Some Modern Starters Have to Be Inducted
Most of Buehrle’s case hinges on this point, there has been a sharp decline in the number of starting pitchers inducted by the BBWAA as the game evolves and workloads decrease. Typical “Hall of Fame” criteria like 300 wins and 3000 strikeouts are now much tougher to reach so voters are going to have to shift the standard to meet that change. Since the inductions of Randy Johnson, Pedro Martinez, and John Smoltz in 2015 the BBWAA has only voted in two starting pitchers: Roy Halladay and Mike Mussina. Additionally, if Buehrle doesn’t get inducted, Halladay and Martinez will likely be the only starters born in the 1970s to be inducted into Cooperstown.

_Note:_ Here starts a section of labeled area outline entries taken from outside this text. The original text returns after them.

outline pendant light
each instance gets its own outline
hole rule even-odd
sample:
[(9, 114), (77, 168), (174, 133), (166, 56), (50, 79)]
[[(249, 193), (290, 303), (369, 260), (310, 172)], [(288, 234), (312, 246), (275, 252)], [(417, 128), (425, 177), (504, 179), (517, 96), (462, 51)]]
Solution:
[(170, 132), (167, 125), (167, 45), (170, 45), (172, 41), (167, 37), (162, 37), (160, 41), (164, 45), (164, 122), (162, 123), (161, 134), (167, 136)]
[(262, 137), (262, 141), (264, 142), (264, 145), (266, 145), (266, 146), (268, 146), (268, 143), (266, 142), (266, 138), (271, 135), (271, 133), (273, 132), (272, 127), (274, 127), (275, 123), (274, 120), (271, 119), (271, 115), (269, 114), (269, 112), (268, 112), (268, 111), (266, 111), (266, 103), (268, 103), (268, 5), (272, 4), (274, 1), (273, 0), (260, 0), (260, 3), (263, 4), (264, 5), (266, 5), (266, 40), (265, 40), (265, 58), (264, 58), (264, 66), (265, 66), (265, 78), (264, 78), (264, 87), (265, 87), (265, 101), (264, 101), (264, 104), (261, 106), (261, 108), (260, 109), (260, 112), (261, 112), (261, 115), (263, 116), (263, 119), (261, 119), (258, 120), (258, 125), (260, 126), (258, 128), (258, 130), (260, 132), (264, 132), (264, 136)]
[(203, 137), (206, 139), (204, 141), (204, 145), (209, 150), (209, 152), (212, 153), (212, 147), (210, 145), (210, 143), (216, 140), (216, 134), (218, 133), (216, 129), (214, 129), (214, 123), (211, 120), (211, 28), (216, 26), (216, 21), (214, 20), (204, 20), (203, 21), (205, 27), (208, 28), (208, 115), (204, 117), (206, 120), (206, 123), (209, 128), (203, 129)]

That is a sharp decline from previous decades and creates a group of starters from that era who all have similar cases to Buehrle. This helps the case for fellow candidate Andy Pettitte and is the same reason it was wrong for Hudson to fall off the ballot after just two years. That trio represents an interesting tier of very borderline candidates who were among the best pitchers of the 2000s and more of them will join the ballot over the next several years. If none of these players are inducted it will become very difficult for any current or future starting pitcher to get enshrined. Since starters obviously have to be inducted, voters will have to change how they evaluate starters to give guys like Buehrle a fair chance.

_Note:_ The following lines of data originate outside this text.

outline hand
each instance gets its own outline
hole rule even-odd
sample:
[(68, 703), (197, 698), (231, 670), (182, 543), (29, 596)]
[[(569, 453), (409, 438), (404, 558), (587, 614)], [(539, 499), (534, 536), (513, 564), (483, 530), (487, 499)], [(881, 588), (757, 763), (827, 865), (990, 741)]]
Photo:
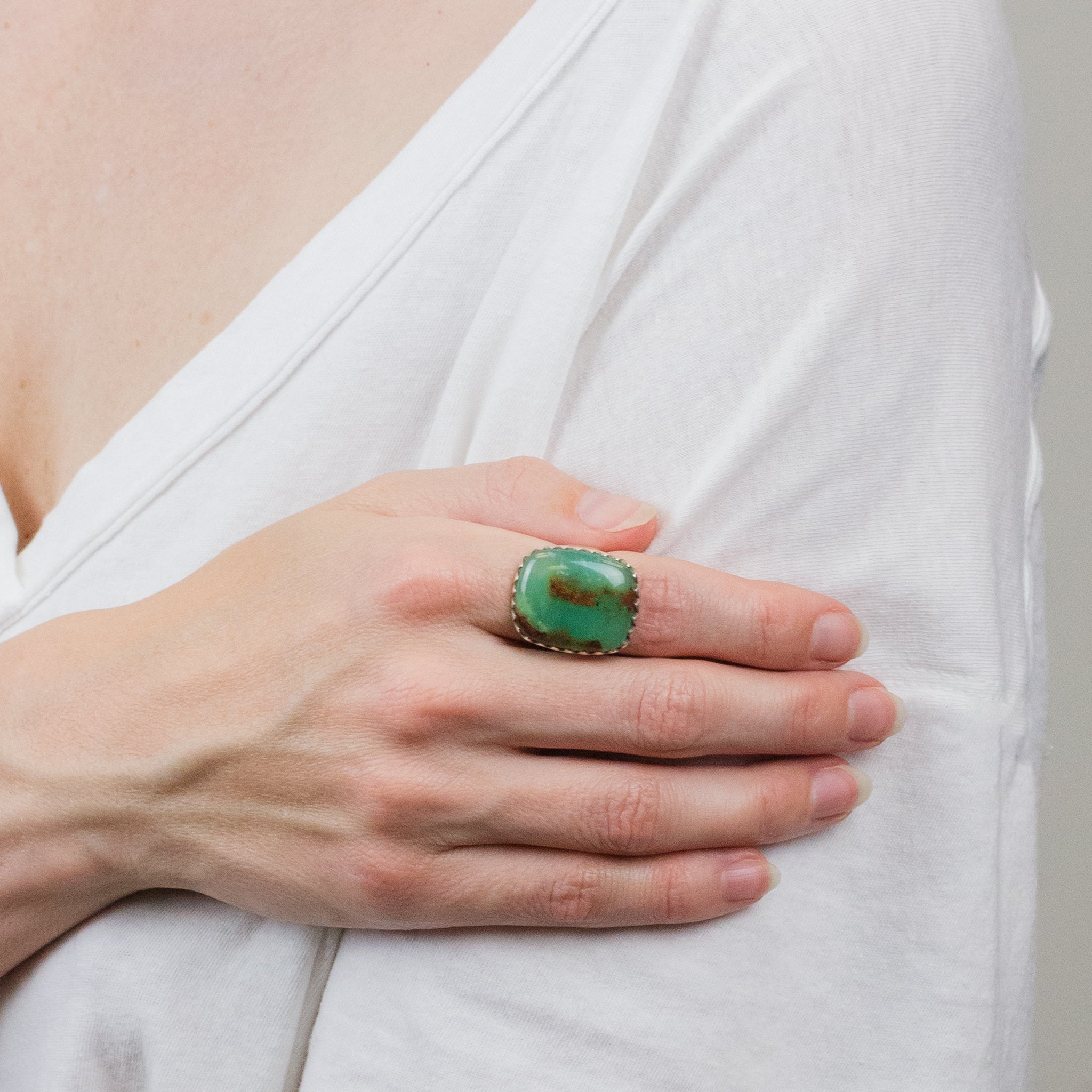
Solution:
[[(830, 670), (862, 643), (844, 606), (645, 556), (655, 520), (634, 508), (537, 460), (388, 475), (147, 600), (16, 638), (3, 776), (36, 841), (3, 821), (5, 859), (83, 913), (151, 887), (380, 928), (752, 903), (771, 877), (755, 846), (844, 818), (867, 779), (829, 752), (897, 731), (899, 702)], [(544, 539), (637, 570), (626, 653), (514, 640), (512, 579)], [(677, 762), (782, 755), (816, 757)]]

While Mark Buehrle is by no means an all-time great starting pitcher, he has a legitimate case for being a Hall of Famer and is certainly better than the 7.4% he is tracking so far. Like Hudson and Pettitte, he deserves a full ten years on the ballot to be considered for enshrinement. If Buehrle and his peers aren’t inducted, the proportion of Hall of Fame starting pitchers will continue to decline sharply.